- The cover of the PC version
- Developers: Coktel Vision Tomahawk
- Publisher: Coktel Vision
- Director: Muriel Tramis ;
- Designer: Muriel Tramis
- Composer: François Peirano
- Platforms: Amiga, Atari ST, MS-DOS
- Release: 1989
- Genre: Adventure
- Mode: Single-player

= Emmanuelle (video game) =

1989 video game

Emmanuelle is an erotic graphical adventure game from Coktel Vision, originally released in 1989 for Amiga, Atari ST, and MS-DOS. The game was developed by Muriel Tramis (better known from her games in the Gobliiins series, Fascination & Lost in Time), and is loosely inspired by Emmanuelle Arsan's Emmanuelle series of novels.

==Story==
The character Emmanuelle in the game is the wife of a French businessman whose job requires constant travelling, thus leaving Emmanuelle unfulfilled.

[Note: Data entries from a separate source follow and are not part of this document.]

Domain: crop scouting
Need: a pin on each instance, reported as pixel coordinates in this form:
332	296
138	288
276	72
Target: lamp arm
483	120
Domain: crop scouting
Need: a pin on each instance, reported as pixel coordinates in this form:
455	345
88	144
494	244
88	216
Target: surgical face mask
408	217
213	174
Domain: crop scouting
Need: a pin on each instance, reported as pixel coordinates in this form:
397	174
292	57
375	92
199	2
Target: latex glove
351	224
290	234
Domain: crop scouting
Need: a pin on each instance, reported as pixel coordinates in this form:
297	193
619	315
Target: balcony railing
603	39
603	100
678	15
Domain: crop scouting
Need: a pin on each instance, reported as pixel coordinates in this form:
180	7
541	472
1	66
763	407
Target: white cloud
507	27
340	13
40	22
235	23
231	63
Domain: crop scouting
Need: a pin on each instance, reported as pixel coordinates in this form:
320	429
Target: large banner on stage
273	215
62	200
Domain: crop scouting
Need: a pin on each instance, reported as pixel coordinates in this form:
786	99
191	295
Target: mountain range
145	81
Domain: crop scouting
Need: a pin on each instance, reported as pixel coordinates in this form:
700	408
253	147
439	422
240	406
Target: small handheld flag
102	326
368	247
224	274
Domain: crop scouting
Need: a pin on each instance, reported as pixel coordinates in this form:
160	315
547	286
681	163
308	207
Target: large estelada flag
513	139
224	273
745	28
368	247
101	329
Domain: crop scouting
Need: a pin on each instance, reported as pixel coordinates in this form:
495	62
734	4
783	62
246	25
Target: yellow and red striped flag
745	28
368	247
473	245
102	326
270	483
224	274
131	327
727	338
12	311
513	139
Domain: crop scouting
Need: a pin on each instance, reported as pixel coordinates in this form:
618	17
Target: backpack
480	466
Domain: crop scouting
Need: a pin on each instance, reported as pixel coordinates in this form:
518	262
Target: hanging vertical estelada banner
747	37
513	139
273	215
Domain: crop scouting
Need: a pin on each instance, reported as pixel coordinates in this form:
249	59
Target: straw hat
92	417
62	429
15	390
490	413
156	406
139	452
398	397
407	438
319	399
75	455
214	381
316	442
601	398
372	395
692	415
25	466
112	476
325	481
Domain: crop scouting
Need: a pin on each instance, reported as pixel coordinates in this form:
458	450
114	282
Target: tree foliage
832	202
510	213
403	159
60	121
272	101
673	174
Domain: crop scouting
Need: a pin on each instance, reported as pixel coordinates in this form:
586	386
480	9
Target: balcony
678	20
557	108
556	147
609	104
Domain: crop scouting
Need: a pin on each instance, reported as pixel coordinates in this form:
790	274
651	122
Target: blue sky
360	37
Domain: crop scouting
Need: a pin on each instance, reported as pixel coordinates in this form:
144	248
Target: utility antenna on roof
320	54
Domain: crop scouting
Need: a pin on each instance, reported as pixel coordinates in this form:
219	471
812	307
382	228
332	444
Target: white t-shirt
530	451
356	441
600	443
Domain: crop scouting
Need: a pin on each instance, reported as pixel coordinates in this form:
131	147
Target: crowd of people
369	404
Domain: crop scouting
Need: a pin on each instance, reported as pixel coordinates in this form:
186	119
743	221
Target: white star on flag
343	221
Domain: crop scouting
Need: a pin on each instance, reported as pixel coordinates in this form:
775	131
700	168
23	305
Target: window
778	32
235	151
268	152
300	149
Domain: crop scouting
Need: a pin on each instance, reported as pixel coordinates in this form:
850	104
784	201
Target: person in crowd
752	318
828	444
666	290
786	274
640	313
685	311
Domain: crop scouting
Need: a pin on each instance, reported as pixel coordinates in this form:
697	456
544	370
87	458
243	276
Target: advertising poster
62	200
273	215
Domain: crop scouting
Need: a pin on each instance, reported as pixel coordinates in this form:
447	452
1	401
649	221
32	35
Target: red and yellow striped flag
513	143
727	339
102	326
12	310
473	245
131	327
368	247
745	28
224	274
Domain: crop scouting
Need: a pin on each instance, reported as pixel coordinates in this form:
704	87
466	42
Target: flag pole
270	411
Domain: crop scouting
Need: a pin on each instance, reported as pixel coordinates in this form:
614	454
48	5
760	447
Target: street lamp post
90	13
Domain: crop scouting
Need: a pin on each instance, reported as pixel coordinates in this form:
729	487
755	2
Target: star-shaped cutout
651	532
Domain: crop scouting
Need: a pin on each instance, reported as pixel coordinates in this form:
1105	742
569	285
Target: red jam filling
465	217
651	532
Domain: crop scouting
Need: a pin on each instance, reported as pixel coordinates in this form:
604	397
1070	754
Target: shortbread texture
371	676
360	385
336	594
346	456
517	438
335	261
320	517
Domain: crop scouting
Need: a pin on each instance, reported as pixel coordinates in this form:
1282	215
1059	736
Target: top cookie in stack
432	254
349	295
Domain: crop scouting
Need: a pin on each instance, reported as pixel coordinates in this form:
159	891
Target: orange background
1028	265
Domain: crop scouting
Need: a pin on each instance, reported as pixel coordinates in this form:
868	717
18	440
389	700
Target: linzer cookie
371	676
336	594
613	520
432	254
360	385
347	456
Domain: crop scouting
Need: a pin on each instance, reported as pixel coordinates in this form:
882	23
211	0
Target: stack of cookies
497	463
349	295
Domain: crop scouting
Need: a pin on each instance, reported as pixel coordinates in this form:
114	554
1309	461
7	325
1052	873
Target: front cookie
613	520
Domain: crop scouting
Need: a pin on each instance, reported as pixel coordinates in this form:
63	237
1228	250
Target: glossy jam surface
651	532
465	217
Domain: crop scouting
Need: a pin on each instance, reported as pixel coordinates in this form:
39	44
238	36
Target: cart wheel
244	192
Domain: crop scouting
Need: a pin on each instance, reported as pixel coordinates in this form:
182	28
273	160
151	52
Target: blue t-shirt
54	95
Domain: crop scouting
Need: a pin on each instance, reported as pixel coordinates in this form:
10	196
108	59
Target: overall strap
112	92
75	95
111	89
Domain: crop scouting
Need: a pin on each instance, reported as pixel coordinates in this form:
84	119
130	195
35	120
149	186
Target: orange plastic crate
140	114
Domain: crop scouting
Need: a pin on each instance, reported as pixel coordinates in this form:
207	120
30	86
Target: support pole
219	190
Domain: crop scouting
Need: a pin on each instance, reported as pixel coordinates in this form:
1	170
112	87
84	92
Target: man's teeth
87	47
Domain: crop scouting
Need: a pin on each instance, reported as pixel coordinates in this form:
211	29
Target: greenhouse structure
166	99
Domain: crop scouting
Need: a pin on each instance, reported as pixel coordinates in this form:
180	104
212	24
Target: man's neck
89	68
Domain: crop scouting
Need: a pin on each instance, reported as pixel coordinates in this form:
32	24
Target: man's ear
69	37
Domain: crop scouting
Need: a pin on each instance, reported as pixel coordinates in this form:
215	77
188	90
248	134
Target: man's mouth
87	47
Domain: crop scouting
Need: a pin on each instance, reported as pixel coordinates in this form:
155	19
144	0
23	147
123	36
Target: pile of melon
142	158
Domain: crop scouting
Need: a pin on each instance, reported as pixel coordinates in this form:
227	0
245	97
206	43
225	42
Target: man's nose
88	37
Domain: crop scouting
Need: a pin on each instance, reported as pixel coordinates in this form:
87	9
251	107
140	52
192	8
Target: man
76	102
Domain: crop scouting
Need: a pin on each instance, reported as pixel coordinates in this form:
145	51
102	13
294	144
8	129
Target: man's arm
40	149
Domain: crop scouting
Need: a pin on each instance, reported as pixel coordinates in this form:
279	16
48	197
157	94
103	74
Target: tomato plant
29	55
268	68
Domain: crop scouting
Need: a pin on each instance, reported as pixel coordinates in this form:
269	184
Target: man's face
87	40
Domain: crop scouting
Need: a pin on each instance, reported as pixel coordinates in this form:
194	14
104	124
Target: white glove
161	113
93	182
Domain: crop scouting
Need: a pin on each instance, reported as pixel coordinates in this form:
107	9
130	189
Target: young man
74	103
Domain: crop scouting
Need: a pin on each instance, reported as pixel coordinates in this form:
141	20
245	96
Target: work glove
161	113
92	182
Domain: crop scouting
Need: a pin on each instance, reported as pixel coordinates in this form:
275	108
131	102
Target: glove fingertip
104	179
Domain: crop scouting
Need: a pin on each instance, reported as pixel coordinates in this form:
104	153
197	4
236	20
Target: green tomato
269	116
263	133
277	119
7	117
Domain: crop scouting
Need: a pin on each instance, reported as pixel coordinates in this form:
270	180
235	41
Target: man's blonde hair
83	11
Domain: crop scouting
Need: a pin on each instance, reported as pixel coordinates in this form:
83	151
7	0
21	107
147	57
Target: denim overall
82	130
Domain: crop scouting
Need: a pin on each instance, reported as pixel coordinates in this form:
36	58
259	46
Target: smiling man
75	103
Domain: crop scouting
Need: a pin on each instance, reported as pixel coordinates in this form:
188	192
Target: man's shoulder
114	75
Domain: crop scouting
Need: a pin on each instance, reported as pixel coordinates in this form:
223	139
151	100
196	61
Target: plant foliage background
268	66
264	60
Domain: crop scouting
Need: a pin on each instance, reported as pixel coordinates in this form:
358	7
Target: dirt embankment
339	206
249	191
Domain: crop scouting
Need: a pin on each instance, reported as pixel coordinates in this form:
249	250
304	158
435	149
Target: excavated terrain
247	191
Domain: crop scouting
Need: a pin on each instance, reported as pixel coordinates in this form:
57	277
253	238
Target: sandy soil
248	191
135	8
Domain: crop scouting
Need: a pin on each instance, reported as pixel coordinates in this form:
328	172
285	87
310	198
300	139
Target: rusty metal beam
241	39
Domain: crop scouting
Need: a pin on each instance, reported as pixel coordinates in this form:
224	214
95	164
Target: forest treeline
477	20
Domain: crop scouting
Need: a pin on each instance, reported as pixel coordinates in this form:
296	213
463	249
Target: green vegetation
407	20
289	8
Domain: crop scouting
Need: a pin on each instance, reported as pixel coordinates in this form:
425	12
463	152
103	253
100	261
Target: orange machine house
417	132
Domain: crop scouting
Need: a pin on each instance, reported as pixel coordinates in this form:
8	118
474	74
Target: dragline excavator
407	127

Emmanuelle has taken a lover, Marc, but later suffers pangs of conscience, because she still loves her husband. Emmanuelle travels to Rio de Janeiro in Brazil to escape him, but is followed by Marc. The aim of the game is to augment Marc's erotic potential so he can seduce Emmanuelle again.

The player's "erotic potential" is increased by following the three laws of eroticism: law of numbers (seduce as many ladies as you can), law of asymmetry (try to seduce an odd number of ladies) and a law of surprise (seduce preferably concealed/masked ladies). Furthermore, the player should find three erotic statuettes. The game involves no hardcore scenes, though the Marc persona might catch Emmanuelle disrobing by looking through a certain keyhole. More often, however, Marc sees only an old gentleman who is engaged in washing his feet.

==Gameplay==
The DOS version supports EGA, CGA and monochrome graphics, while the Amiga and Atari ST versions uses 16 colours. Emmanuelle is a point-and-click adventure, but the DOS version has no mouse support. The game uses multiple-choice dialogues for conversations. The game includes sub-games such as gambling at a casino where the player has to raise money for flight tickets. The player might also end up fighting with angry husbands and smugglers due to their exploits.

==Reception==
The reviewer of ST-Computer praised the game's graphics, but criticized the lack of sounds and the ease of the puzzles. The PC Power Play review said that the game was boring and only titillating in the casino sequences; it also criticized the poor graphics and the lack of sound. A later issue PC Power Play gave Emmanuelle an "award", as the game with the most idiotic dialogue.